Site Overlay

How To Dispute Overdraft Fees And Win

By Everett Maclachlan

The advent of personal banking represents a great modern convenience. One product of the personal banking concept is overdraft protection. Rather than protect customers, instead it often results in the charging of copious overdraft fees. Here is how to dispute overdraft fees and win.

The advent of personal banking represents a great modern convenience. The idea of personal banking is that the customer is at the center of the action, as opposed to the bank itself. Free checking, online banking, linked savings and checking accounts, abundant ATM networks and overdraft protection are all bank offerings designed to make life easier for the average customer. At least, that’s what their marketing departments want you to believe!

In reality, much of personal banking is still all about the banks and their profit margins. For example: free checking is not so free, when you consider all of the fees that get piled on each month. ATM machines are wonderful, but try to make a withdrawal from another bank’s machines and pay heavy withdrawal fees.
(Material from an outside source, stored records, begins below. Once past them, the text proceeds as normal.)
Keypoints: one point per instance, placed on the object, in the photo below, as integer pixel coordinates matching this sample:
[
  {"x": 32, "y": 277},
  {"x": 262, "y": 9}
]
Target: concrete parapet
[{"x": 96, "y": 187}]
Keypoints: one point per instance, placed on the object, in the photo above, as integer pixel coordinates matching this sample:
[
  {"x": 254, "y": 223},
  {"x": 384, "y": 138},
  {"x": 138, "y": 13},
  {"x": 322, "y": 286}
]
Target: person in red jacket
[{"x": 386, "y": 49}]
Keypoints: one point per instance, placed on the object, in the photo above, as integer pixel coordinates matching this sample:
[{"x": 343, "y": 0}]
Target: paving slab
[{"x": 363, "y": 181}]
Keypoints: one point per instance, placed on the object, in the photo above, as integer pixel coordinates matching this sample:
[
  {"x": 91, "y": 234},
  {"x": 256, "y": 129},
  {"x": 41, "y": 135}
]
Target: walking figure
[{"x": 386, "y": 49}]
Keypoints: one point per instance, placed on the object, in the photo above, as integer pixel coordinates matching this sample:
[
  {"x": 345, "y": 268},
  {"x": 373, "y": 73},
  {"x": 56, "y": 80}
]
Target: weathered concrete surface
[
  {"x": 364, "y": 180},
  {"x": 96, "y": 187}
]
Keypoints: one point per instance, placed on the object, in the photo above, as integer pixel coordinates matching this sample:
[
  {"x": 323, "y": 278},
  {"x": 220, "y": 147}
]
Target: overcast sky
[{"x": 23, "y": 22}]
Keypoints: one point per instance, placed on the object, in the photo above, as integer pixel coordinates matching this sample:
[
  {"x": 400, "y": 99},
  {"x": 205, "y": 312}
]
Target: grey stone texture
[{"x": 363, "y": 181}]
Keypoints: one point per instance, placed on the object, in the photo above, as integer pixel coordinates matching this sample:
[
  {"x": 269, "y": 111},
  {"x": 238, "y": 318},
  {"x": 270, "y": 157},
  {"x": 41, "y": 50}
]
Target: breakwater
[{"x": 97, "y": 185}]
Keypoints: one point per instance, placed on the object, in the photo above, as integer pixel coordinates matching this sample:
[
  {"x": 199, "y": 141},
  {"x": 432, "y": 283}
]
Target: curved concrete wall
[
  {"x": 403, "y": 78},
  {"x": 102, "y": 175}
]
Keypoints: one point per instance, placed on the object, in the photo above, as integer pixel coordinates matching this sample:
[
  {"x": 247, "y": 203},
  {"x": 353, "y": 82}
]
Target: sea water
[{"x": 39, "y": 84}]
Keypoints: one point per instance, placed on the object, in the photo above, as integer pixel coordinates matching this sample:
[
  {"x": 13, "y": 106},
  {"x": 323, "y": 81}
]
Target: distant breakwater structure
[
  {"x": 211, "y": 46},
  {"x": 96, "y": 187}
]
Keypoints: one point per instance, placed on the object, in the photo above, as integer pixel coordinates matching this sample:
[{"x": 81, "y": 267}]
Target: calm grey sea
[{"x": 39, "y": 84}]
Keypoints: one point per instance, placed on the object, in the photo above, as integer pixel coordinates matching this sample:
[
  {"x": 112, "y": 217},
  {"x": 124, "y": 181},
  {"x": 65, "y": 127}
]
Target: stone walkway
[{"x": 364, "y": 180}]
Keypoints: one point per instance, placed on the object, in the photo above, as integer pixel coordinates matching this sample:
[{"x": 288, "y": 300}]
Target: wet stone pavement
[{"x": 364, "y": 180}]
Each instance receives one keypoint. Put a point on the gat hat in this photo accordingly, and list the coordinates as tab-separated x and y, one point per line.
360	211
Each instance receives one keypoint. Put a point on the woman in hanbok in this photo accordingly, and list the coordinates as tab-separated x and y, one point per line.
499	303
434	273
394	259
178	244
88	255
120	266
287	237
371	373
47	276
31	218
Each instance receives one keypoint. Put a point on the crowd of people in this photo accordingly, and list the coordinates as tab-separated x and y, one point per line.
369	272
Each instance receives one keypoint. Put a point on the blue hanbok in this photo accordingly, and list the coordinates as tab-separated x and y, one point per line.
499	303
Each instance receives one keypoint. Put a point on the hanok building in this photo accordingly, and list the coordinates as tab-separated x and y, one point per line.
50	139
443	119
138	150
And overdraft protection may be the worst of all: a cunning method that banks have devised to separate you from your money, even while being disguised as a “protection program.”
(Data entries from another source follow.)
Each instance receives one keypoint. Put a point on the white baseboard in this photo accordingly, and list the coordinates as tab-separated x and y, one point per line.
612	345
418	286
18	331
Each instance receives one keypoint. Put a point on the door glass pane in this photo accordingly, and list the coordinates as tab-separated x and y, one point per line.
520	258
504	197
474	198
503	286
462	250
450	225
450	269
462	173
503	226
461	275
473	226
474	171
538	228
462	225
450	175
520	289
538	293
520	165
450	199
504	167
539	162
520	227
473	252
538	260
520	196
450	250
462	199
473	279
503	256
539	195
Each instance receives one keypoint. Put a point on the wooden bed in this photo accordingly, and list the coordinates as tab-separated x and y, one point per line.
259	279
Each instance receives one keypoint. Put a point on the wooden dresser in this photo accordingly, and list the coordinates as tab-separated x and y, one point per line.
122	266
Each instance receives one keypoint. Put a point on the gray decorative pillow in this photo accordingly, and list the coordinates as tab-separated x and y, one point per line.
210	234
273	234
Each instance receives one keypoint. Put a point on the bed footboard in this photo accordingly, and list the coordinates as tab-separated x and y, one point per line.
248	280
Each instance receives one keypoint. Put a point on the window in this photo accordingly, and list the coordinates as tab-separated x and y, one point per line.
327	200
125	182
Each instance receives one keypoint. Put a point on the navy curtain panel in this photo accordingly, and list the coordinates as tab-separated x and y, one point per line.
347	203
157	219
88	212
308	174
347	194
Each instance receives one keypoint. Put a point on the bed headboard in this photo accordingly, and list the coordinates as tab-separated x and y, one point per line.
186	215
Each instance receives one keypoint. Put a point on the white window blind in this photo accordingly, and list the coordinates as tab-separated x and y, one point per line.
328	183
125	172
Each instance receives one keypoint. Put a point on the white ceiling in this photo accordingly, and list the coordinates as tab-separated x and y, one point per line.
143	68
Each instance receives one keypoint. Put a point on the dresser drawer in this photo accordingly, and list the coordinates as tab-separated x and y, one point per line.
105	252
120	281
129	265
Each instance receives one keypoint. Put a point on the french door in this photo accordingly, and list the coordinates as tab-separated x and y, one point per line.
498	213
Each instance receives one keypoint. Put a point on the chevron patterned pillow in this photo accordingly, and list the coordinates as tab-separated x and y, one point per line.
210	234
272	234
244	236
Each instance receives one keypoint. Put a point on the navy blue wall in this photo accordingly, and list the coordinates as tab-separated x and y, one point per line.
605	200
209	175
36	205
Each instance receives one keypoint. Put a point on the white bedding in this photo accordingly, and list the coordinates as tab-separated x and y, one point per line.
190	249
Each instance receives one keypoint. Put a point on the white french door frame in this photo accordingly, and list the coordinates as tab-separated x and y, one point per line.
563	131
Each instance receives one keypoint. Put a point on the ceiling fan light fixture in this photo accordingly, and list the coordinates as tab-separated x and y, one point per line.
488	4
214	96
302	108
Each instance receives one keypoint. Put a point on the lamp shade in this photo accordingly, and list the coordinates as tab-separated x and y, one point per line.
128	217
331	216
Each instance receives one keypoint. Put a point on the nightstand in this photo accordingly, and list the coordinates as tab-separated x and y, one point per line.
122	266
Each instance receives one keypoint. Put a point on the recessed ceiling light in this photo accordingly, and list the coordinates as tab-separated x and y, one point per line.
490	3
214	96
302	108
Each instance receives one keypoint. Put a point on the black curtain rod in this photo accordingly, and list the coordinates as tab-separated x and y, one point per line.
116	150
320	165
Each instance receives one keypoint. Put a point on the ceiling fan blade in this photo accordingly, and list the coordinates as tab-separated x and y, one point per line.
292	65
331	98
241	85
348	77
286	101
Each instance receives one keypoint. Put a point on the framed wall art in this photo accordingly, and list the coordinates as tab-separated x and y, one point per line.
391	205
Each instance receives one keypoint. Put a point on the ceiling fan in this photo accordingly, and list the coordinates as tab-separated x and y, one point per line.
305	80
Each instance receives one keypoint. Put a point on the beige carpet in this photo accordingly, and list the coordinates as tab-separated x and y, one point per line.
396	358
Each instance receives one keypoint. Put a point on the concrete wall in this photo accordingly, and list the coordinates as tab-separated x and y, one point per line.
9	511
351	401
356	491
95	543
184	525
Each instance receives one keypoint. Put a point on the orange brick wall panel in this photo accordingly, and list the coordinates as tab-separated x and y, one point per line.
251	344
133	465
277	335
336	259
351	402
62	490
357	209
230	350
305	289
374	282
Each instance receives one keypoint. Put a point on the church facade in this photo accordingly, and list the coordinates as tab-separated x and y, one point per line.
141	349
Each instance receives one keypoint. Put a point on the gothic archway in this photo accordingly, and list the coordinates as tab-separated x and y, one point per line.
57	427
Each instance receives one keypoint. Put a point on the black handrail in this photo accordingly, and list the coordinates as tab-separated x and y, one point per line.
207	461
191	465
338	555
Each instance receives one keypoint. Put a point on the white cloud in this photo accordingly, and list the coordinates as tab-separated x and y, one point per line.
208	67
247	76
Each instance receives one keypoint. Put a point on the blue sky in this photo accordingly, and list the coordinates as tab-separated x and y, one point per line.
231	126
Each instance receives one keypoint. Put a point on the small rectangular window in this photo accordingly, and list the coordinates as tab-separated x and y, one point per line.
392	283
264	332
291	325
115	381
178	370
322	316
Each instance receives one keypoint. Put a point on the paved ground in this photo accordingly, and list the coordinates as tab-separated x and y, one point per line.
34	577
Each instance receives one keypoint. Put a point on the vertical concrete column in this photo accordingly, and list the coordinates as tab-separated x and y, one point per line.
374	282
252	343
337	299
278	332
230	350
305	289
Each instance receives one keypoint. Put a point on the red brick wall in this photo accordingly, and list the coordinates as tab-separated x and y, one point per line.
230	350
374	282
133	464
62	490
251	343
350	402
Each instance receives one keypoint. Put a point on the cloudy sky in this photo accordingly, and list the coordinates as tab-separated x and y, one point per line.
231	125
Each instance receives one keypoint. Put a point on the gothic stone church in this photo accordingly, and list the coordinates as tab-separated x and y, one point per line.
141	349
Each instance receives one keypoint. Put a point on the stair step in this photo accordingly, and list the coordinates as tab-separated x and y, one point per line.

Overdraft protection programs do indeed protect the customer in one important way: they prevent debit and credit charges, as well as checks, to be rejected by the bank by reason of insufficient funds. But that’s about where the protection part ends. Here’s why overdraft protection programs are not in all ways beneficial to the customer:


1. A fee of $30 can be charged to the customer’s account, even when the account is only overdrawn by (say) $3 and is paid back within a few days by the customer. If the overdraft protection were likened to a short-term loan, the interest rate that the customer pays on this loan would be well over 1,000%. That should be illegal.

2. When processing outstanding debit and credit charges – as well as checks – many national banks practice something called “transaction stacking.” Simply put, this is a method whereby the bank processes the larger transactions before processing the smaller ones, which increases the chances of an overdraft fee being charged. Banks do this tricky practice simply so that they can increase their profits by charging customers more money in fees each month.
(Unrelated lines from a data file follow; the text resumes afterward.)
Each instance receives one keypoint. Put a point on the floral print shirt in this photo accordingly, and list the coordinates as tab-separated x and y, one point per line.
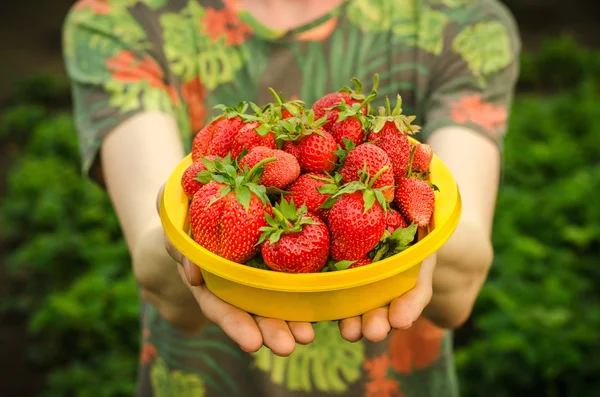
454	62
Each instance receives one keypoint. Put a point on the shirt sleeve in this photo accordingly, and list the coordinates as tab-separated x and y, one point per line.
474	77
114	71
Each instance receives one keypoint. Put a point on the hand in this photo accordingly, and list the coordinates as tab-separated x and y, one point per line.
248	331
400	314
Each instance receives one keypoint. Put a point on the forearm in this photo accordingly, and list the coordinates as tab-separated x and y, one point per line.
463	262
137	159
462	267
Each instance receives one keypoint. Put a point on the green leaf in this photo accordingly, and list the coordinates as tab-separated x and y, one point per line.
243	196
369	199
263	130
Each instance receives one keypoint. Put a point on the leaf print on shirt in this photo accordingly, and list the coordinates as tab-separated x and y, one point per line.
138	83
379	384
192	51
329	364
100	7
472	109
431	30
92	27
167	383
225	23
485	47
452	3
372	15
416	347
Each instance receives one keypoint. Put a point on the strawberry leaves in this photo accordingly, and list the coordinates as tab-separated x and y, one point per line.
364	184
287	220
241	181
401	121
392	244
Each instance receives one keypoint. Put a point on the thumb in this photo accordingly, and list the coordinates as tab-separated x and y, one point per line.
192	273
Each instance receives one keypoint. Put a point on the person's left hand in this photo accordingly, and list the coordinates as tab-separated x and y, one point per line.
400	314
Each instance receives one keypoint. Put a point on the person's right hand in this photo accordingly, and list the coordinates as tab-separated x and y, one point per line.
250	332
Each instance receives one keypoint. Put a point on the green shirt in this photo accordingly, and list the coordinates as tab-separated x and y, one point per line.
454	62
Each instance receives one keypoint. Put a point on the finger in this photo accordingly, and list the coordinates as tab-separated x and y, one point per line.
351	329
303	332
276	336
405	310
192	273
376	325
236	323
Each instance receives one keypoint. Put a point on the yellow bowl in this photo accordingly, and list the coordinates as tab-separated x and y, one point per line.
316	296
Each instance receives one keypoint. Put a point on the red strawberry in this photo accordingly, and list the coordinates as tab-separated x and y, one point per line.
390	133
395	220
250	137
314	147
257	132
189	181
361	262
278	174
226	216
295	241
323	107
356	219
217	137
423	153
372	159
306	191
354	229
416	200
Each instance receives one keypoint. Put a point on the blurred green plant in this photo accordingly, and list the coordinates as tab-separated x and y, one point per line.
535	323
68	265
533	330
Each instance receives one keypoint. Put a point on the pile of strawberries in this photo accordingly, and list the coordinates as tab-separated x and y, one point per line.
296	189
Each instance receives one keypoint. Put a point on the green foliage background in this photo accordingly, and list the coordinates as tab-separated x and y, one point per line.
533	331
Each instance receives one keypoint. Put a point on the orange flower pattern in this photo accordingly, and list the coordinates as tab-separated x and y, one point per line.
127	68
225	23
194	95
472	109
415	348
379	384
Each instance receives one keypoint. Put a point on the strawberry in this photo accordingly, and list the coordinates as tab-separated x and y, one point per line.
394	221
324	106
305	139
295	241
361	262
423	153
309	189
416	200
278	174
189	179
217	137
356	219
258	131
226	216
390	133
369	158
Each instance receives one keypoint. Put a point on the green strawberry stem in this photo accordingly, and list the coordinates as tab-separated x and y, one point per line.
287	220
412	157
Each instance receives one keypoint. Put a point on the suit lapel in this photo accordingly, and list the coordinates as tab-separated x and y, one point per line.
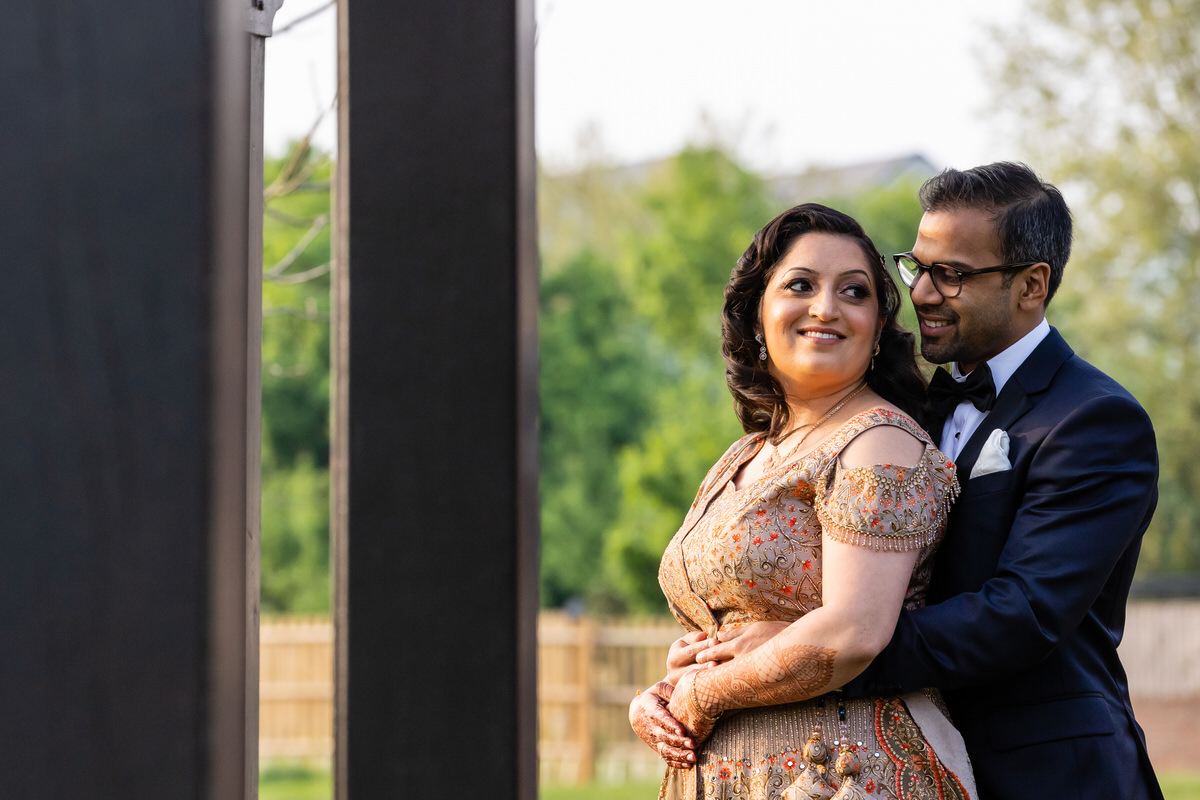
1017	397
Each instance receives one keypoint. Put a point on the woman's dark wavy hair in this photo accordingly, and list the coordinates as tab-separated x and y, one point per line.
760	400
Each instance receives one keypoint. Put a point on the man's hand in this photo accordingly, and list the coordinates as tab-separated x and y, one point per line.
737	642
661	732
683	654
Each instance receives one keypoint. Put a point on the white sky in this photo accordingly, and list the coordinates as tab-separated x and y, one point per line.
789	83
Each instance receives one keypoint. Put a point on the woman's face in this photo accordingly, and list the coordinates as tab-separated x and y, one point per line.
820	316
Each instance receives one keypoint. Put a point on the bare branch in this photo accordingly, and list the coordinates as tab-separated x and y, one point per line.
309	314
280	371
298	167
300	277
306	17
318	224
288	218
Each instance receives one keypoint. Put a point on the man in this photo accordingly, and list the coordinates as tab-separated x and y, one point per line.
1057	468
1059	471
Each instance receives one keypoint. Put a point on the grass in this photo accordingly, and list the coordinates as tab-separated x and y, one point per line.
600	792
294	782
1180	786
307	783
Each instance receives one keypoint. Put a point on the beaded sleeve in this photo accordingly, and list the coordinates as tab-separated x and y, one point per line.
889	507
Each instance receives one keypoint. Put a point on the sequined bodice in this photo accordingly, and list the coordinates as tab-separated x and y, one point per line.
754	553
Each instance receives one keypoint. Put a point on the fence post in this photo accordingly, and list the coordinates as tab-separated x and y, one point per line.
588	699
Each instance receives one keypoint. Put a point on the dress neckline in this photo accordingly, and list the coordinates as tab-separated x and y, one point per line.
755	445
If you are upset about one or more overdraft fees having been charged to your account, you are not alone. This is an everyday occurrence across the country for countless people.

How to Dispute Overdraft Fees and Win

There are effective ways to dispute your overdraft charges. Here are some tips to increase your chances of getting the fee removed:

1. Dispute the charge right away. The longer you wait, the worse your chances are of convincing your bank to refund the fees.

2. Get your facts straight. Write down the date, amount and store or vendor name of the transaction that resulted in the overdraft fee. Think of yourself as part detective, part defense lawyer. You’ll want to get your story straight in terms of the who, what, when, where and why before contacting your bank.

3. When talking to the bank representative on the phone or in person, be sure to remain polite. Remember, they are just another person on the other end of the line, trying to help you out. Avoid accusing the bank (or that person) of wrongdoing. Just simply state the facts and ask that the fee be reversed.

4. If this is your first overdraft in 6 months or more, use that fact to your advantage. Point out to the bank representative that you are an excellent customer who rarely – if ever – makes this mistake.

Of course, disputing bank fees may not be the best use of your time. An alternative is to simply switch to a bank that does not charge overdraft fees – even if you overdraw your account. These banks are not always easy to find, but becoming a customer of one can save you hundreds of dollars a year in fees.